Figures from the Bureau of Safety and Environmental Enforcement underscore how Gulf oil production has been in a slow but steady decline. After churning out more than 570.2 million total barrels of oil during 2009, that figure shrank to 463.1 million in 2012 – coinciding with the ramping up of exploration in land-based hot spots.

That, according to market watchers, has implications for how U.S. energy output can recover from major storms that disrupt Gulf Coast oil production.

"When the Gulf of Mexico represented a larger share of domestic U.S. production, there was greater urgency to get shut-in production back online," said one energy company official, who asked not to be identified."Over the last 5-10 years, with so many new domestic energy sources onshore, there doesn't seem to be that urgency."

The effort to re-position energy production from offshore rigs to potentially more prodigious inland areas has picked up speed in recent months.

EOG Resources, BHP Billiton and ConocoPhillips — a trifecta of the largest companies in Texas energy exploration — have spent a combined $30 billion on Eagle Ford oil and gas. Elsewhere, energy company Apache has more than tripled the number of inland rigs and wells since 2010, according to company data, mostly in areas like Oklahoma, New Mexico and the Texas Panhandle.

Late last year, ExxonMobil bought the Bakken-based assets of Denbury Resources for $1.6 billion in cash and interests in two oil fields, in a move that gave the oil behemoth 50 percent more acreage in the oil hub.

Not to be outdone, energy giant Hess has also gone on a production binge in the suddenly hot Bakken. In January, the company said it churned out 87 percent more oil and gas from the region than in 2011. In a call with analysts, company chairman and CEO John B. Hess called the North Dakota outpost "arguably one of the best shale oil plays in the world."

In effect, the growing land presence of energy companies means the price of oil and gas could become less susceptible to the vagaries of natural disasters like Sandy and Isaac.

Shelter From the Storms

The recent trends in U.S. oil production may have the added benefit of insulating the world's largest energy consumer from a potential supply shock from turbulent weather.

To be certain, storms are a real risk to oil producers and refiners, given that the Gulf Coast still accounts for 23 percent of total U.S. crude production, with over 40 percent of total refining capacity located along the Gulf Coast, according to the Energy Information Agency.

As a result, companies like BP, ExxonMobil and Shell maintain extensive protocols to evacuate offshore oil platforms in the event of extreme weather.
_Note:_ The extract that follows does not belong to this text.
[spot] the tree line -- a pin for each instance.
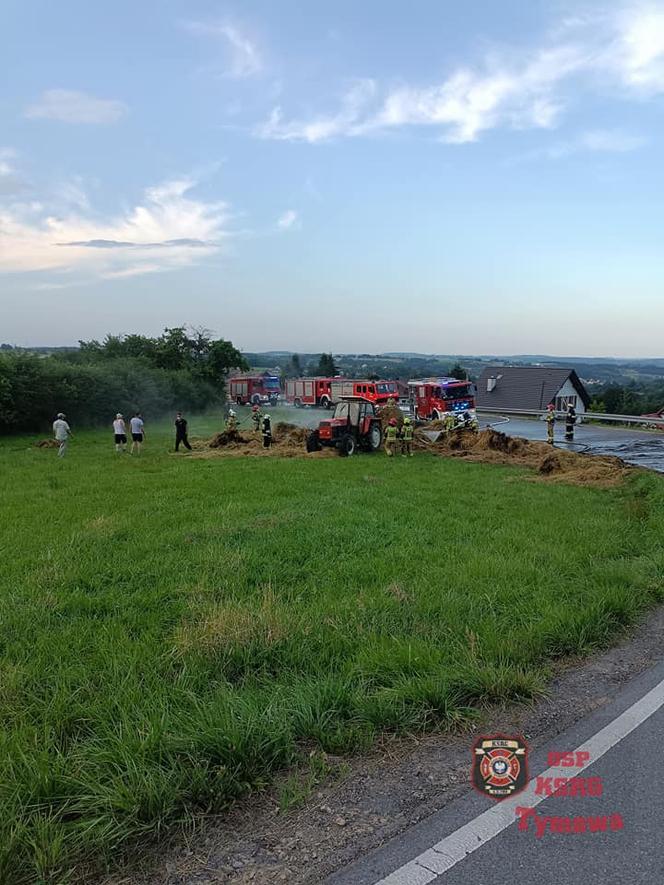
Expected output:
(180, 369)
This is a real risk: this week, weather experts warned that the U.S.'s chances of getting hit with a major storm are 70 percent higher than last year – which saw Tropical Storm Isaac and superstorm Sandy batter the U.S.

"We take the risk of hurricanes seriously," an ExxonMobil spokesman told CNBC in an interview. "We have well-executed plans of preparation in place."

Most of the Gulf energy giants conduct evacuation drills to prepare workers, maintain emergency supplies and have rescue equipment on stand-by if a hurricane or tropical storm forms.